MMBL X Ideate
Client
UI/UX Lead
Role
Fintech
Industry
2025
Year
Figma, Miro, Google Forms, WCAG Guidelines, Nielsen Heuristics, Maze
Tools
A major microfinance institution in Pakistan sought to improve its mobile banking platform — a critical digital channel for underserved users, many of whom had limited digital literacy or access. Despite its wide reach, the app faced persistent issues: unclear navigation, inconsistent branding, technical friction, and poor accessibility. These gaps eroded user trust and hindered long-term adoption. As the embedded Product Designer and Researcher, I led efforts to ground the redesign in the lived experiences of its primary users — ensuring that the platform became not just more usable, but more empowering.
Goals
Uncover root causes of low app adoption and trust
Design an interface that supports low-literacy users with clarity and confidence
Build a cohesive visual and interaction system aligned with the brand’s mission
Improve accessibility based on international standards while staying contextually relevant
Phase 1: Field Research & Accessibility Audits
To understand real-world use patterns, we conducted in-person studies with over 20 participants across Islamabad — including women, daily wage workers, and SEMEs. These sessions revealed key behaviors and constraints, from shared phone usage to distrust of digital interfaces. I also conducted a full UX and accessibility audit of the existing app, identifying critical gaps using Nielsen’s heuristics and WCAG 2.1 guidelines. This phase highlighted the need for clearer iconography, more forgiving input patterns, and simplified task flows to accommodate a wide range of user abilities.
Phase 2: Synthesis & Strategy
With rich data in hand, we translated findings into actionable personas, journey maps, and service blueprints — all designed to shift internal focus toward user goals, not just product features. These tools helped align cross-functional teams around a unified understanding of user needs and surfaced core tensions between institutional language and everyday usability. The synthesis also informed our prioritization framework for redesigning flows, ensuring that high-impact changes were addressed first without overwhelming development resources.

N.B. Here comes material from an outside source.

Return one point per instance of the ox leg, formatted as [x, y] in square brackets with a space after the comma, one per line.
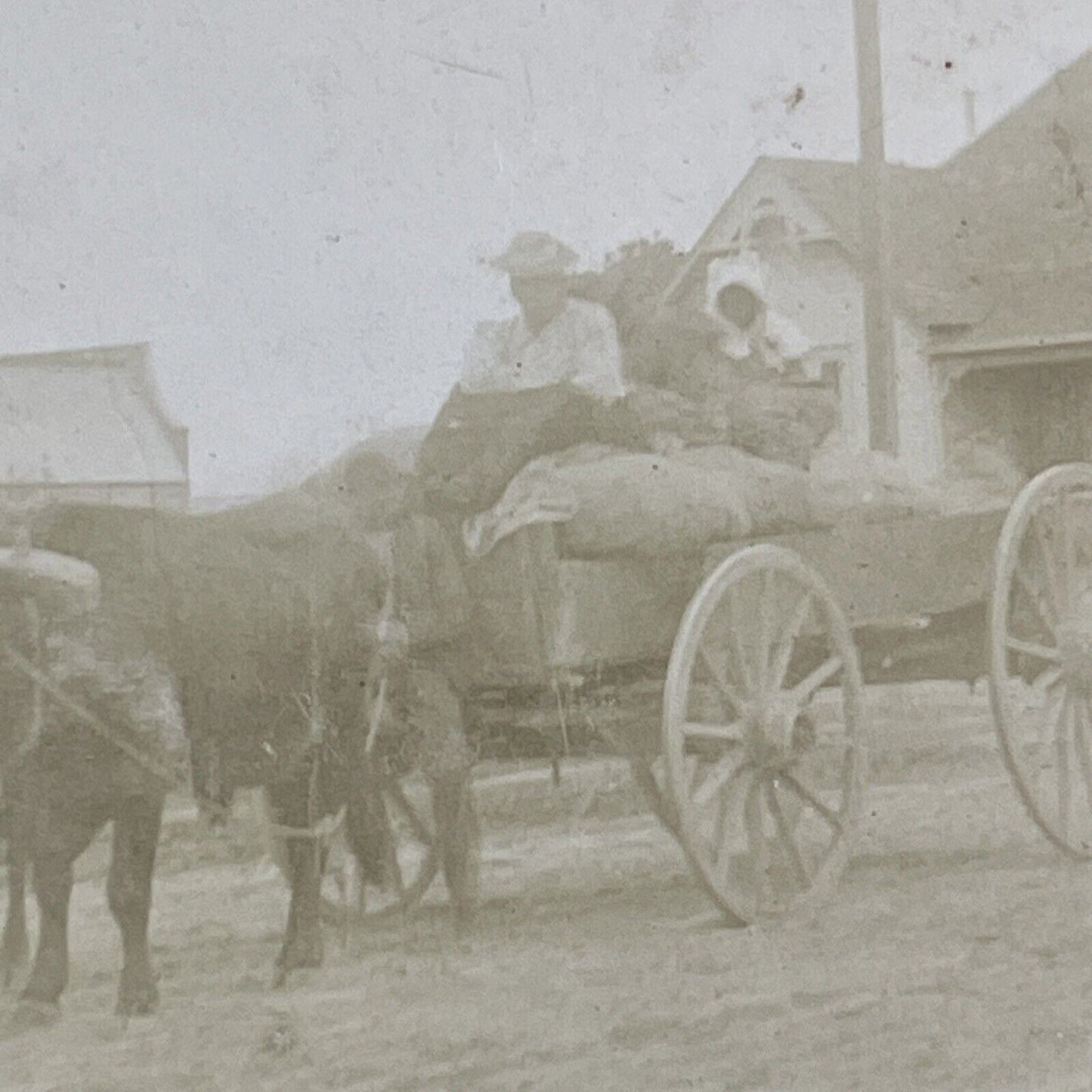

Phase 3: Iterative Design & Visual Redefinition
I led the redesign of 10+ core flows, including onboarding, bill payments, and fund transfers. Prototypes were tested in iterative cycles with real users, refining layout, labeling, and interaction patterns based on continuous feedback. At the same time, I developed a new visual identity system that enhanced brand coherence and improved visual hierarchy — using color, contrast, and layout to guide users more intuitively. The final designs met inclusive design benchmarks while resonating with the platform’s diverse user base, from first-time digital users to long-time customers.
This project reinforced the power of inclusive, research-driven design to shift outcomes — not just in usability metrics, but in trust, autonomy, and digital confidence. It also demonstrated the importance of bringing institutions closer to the people they serve, translating systems thinking into tangible, meaningful interfaces.
For me, it was a chance to practice deep design empathy at scale — and a reminder that designing for inclusion is designing for impact.